I’m not sure of the origin of this piece, but I was going though some old emails that I had saved and this was there. Upon reading it again, I looked back of some of the mistakes that I’ve made thoughout the course of various relationships. I’m sure that there is something there that we all can relate to. So I figured that I’d share it is a thought for the day.
How to Ruin A Perfectly Good Relationship
1. Control everything and everyone
2. Never take the blame yourself; instead, make your partner wrong
3. Make it a habit to spend more money than you have
4. Win every fight, even the ones you couldn’t care less about
5. Keep score
6. Use threat often
7. Find your partner’s weak spot and use it against him/her.
8. When your partner tries to please you, find fault with their efforts
9. Hold fast to the belief: “If you loved me you would know what I want”

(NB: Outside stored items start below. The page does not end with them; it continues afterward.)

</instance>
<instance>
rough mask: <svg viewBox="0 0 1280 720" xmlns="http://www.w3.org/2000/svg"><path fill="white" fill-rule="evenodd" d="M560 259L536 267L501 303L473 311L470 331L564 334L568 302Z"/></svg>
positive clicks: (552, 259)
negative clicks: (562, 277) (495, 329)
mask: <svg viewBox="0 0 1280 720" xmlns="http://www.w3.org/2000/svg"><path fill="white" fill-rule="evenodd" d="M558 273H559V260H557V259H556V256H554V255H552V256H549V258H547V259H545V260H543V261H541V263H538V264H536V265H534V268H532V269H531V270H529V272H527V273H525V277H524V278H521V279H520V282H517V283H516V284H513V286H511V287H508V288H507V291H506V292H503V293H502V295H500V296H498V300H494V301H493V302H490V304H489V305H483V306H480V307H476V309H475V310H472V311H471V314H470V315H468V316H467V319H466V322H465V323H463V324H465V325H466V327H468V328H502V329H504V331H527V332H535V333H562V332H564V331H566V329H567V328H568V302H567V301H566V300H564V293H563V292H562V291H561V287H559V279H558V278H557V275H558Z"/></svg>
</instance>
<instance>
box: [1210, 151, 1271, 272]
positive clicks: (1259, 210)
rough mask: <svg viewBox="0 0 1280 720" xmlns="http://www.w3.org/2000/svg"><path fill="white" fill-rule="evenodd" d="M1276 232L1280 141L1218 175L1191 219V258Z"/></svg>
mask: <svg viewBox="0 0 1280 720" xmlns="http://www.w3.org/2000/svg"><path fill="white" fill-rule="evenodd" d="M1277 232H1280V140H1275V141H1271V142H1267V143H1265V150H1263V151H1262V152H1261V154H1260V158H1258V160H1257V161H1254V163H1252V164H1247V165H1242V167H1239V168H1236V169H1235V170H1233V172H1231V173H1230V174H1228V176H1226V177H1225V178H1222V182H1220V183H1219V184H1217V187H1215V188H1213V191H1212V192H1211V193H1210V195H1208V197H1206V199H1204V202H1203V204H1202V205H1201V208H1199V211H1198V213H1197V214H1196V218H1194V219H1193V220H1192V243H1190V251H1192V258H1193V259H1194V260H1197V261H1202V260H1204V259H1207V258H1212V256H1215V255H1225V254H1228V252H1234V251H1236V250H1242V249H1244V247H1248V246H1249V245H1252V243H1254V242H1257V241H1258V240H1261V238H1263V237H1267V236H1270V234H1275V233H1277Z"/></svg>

10. Demand your partner remain faithful but refuse to meet his or her sexual needs
11. Use silence as a weapon
12. Pretend that you don’t hear
13. When your partner tries to apologize, bring up more complaints
14. Refuse to give information
15. When you realize you haven’t given your partner some important info, insist that you did
16. Claim to be the only one interested in the relationship
17. Never ask for help
18. Confide only in friends
19. Take it personally when your partner wants time alone
20. Discount your partner’s physical complaints
21. Give advice where it isn’t welcome
22. Never pick up after yourself
23. Refuse to seek help for your depression
24. Refuse to talk
25. Focus on changing your partner
26. Focus all your needs on sex
27. Take all problems as further proof that the relationship will not work
28. Put your friends before your partner
29. Keep romantic gestures to a minimum
30. Focus on your partner’s faults and deny your own
31. Let days go by without a kind word or loving gesture
32. Practice verbal abuse
33. Do not listen to your partner’s ideas or suggestions
34. Ask your partner to share feelings and when s/he does, EXPLODE
35. Start conversations when your partner is busy, or better yet, exhausted
36. Let disagreements fester
37. Say what you think your partner wants to hear, then do as you please
3. Make it a habit to spend more money than you have
Good point and it’s not just an issue exclusive to a person single.
5. Keep score
The eye for an eye mentality never works when in a relationship
7. Find your partner’s weak spot and use it against him/her.
Will immediately shut the door of open and honest communication.
10. Demand your partner remain faithful but refuse to meet his or her sexual needs
Enough said
25. Focus on changing your partner
Preach!!!
31. Let days go by without a kind word or loving gesture
So simple, yet commonly forgotten.
37. Say what you think your partner wants to hear, then do as you please
The absolute truth!
This is a powerful list- in that its true. These things are so detrimental to relationships, and unfortunately, I’ve been guilty of some of them.
The one that rings a bell the most with me is this:
11. Use silence as a weapon
This is a definitely a weapon with devastating consequences after its used.
Thanks so much for posting this!
Peace.
~UB
I will bookmark this and come back to it when I am in a relationship?
It should be titled….WAYS TO LOSE A GOOD WOMAN…..naw just joking LOL……that can be applied to both. GOod list. But what happens if you don’t do any of these and your s/o still leaves?
@ woman on the move – I see you took note of some that might’ve touched a few nerves
@ urban butterfly – yeah, the silent thing is really a relationship killer in itself
@ Organized Noise – aiiight… do that
@ NegroPino – if the s/o still leaves then I suppose the relationship just wasn’t that significant and things weren’t meant to be
This was right on time!
I need to look at myself, and will pass it on to my S/O too.
Thanks Greg!
This was well put together and much so needed…some of these things are so simple yet we often forget about them or just ignore the fact that we do these things ourselves…in order for something to really work, we MUST first look at ourselves and do something about our OWN issues and faults…and STOP blaiming other folks…
GREAT post G!
Thanks for the birthday wishes. I had a blast and fortunately lived to tell. (silly snicker). This is a great piece for BOTH men and women. I’m not a male basher, I only bash the ones necessary. Women (in my opinion) tend to be their own worst enemies in relationships and those this points to, need to take note. And for the men, yeah, you need to read up too. For myself, remain single so I don’t have to worry about the majority of this.
I certainly was guily of the silent treatment-
I realize silence is never the answer. Basically it just shuts down all commmunication.